Apple AirTags and Finding Intelligence Agency Fronts

Apple's popular location tracking devices are a nightmare for organizational security.

Illustration of someone dancing with headphones and a mobile phone.

An interesting thing happens when consumer technology products are created and distributed to a population—if any nefarious capability can be found in their use, it will be found, and it will be used for that purpose.

Well, maybe that isn't all that interesting. It's obvious that would happen. The cost-benefit analysis of whether the development of the product is a net positive or a net negative to society is math that is likely beyond anyone's capability, however. In a twist of extreme irony, developing that econometrical capacity would likewise be bent to bad ends and do more harm than good.

The Apple AirTag, in particular, has been incredibly problematic. Are you trying to stalk someone? Want to know when someone leaves their house so you can do some burglary? Want to see when that expensive car is in a location where it will be easy to steal? Tape one to the underside of their vehicle.

Beyond simple theft and harassment, intelligence services have been grappling with the issues tracking devices and end-to-end encryption cause for their line of work. When you want to eavesdrop on someone or when you want to unencrypt data, modern encryption technology throws a wrench in the works. Gone are the days you could just put on a utility worker's hard hat, a tool belt, and some Carhartts and shimmy up a telephone pole to run a wiretap. The modern equivalent requires a tech repair service front business, getting people to download files with malicious QR codes, or sending socially-engineered emails with spoofed headers. Who knows what the latest and greatest circumvention method is these days—it's likely all of the above and situationally dependent.

But speaking of front businesses...

Bundesservice Telekommunikation — enttarnt: Dieser Geheimdienst steckt dahinter
Nach einer Tarnbehörde suchen und drei finden. Mit welchen einfachen Tricks deutsche Geheimdienste entlarvt werden können.
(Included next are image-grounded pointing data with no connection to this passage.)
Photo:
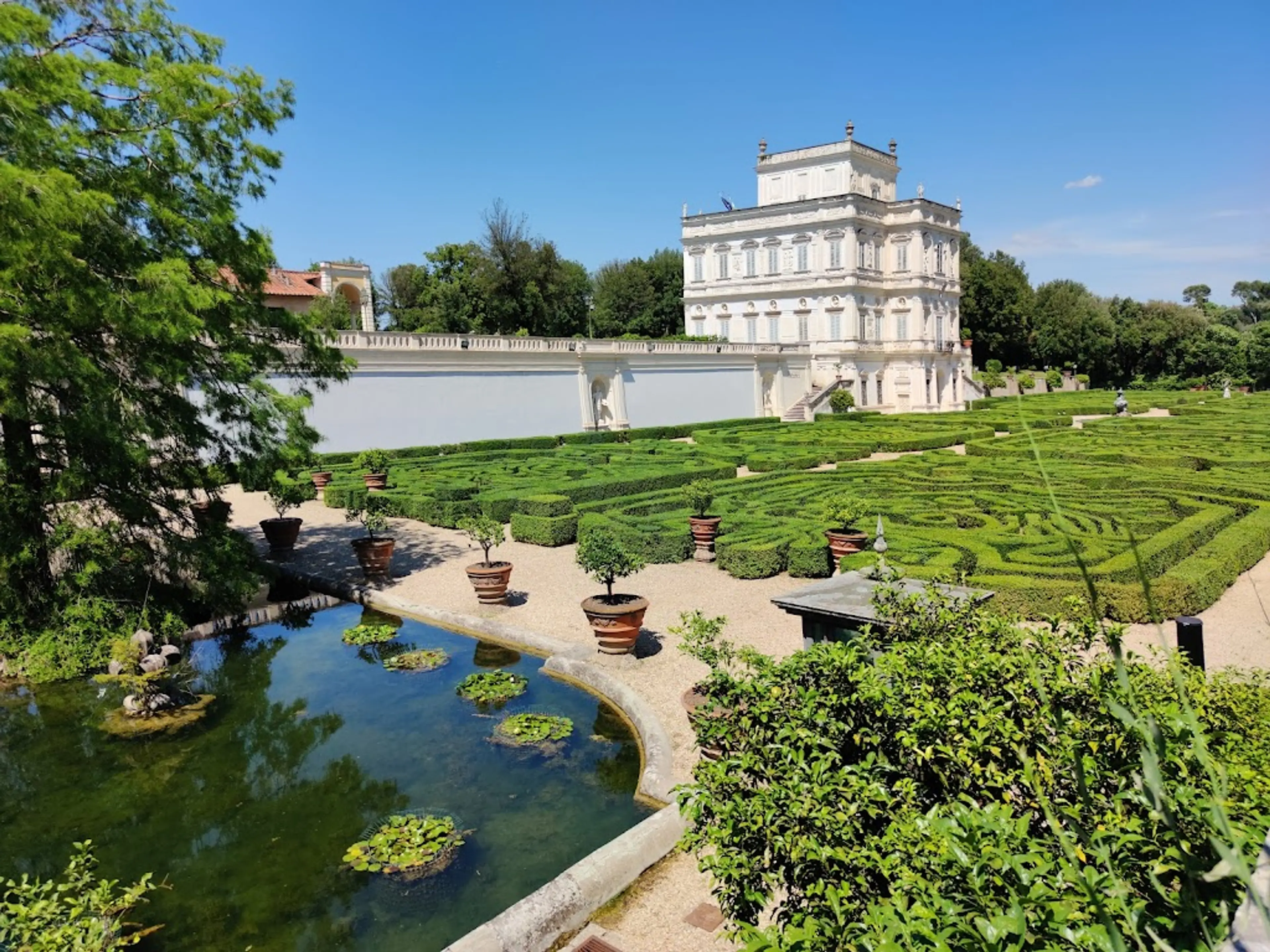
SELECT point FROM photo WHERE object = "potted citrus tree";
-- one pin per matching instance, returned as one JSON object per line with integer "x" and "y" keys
{"x": 488, "y": 578}
{"x": 615, "y": 619}
{"x": 281, "y": 532}
{"x": 374, "y": 550}
{"x": 699, "y": 496}
{"x": 374, "y": 465}
{"x": 841, "y": 512}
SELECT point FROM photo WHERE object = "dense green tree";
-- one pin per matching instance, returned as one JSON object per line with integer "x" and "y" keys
{"x": 134, "y": 337}
{"x": 1197, "y": 295}
{"x": 997, "y": 305}
{"x": 1072, "y": 327}
{"x": 1254, "y": 300}
{"x": 529, "y": 286}
{"x": 446, "y": 295}
{"x": 1217, "y": 352}
{"x": 1258, "y": 355}
{"x": 641, "y": 296}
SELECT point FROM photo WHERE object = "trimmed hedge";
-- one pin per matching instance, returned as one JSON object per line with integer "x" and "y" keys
{"x": 545, "y": 530}
{"x": 545, "y": 504}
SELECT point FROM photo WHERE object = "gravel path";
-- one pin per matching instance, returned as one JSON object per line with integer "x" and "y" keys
{"x": 548, "y": 586}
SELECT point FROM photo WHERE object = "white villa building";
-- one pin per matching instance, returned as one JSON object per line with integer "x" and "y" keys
{"x": 832, "y": 259}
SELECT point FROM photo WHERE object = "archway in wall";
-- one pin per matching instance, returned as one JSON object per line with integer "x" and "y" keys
{"x": 354, "y": 296}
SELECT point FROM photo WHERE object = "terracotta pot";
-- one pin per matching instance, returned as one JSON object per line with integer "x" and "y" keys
{"x": 375, "y": 555}
{"x": 616, "y": 626}
{"x": 210, "y": 512}
{"x": 491, "y": 582}
{"x": 845, "y": 542}
{"x": 281, "y": 534}
{"x": 704, "y": 532}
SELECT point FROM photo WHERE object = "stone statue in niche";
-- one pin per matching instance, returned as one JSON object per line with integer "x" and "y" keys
{"x": 604, "y": 414}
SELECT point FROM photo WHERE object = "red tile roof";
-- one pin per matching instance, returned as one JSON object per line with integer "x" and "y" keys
{"x": 284, "y": 284}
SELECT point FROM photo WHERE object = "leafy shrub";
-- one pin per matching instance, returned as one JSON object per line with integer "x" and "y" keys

Lilith Wittmann is a German activist and security researcher living in Berlin. After trying to find information on a little-known and barely-used office and whether it was a front for a spy agency, she mailed some AirTags to it. Shortly afterward, she watched as the tracking devices were sent to facilities used by German intelligence services, confirming her suspicions.

Bureaucratic organizations have a long way to go if they want to keep up with consumer electronics. The obvious solution that this intelligence service should have implemented was to wrap the AirTag tightly in tin foil before shipping it off to be processed. This would block the Bluetooth signal and stop the device from being able to communicate with Apple devices in its vicinity, preventing their locations from being exposed. This is a $0.01 solution that was just not implemented.

It's always troubling when various federal agencies appear not to understand the basics of their fields and industries, and honestly, I don't know if that's a good thing or a bad thing.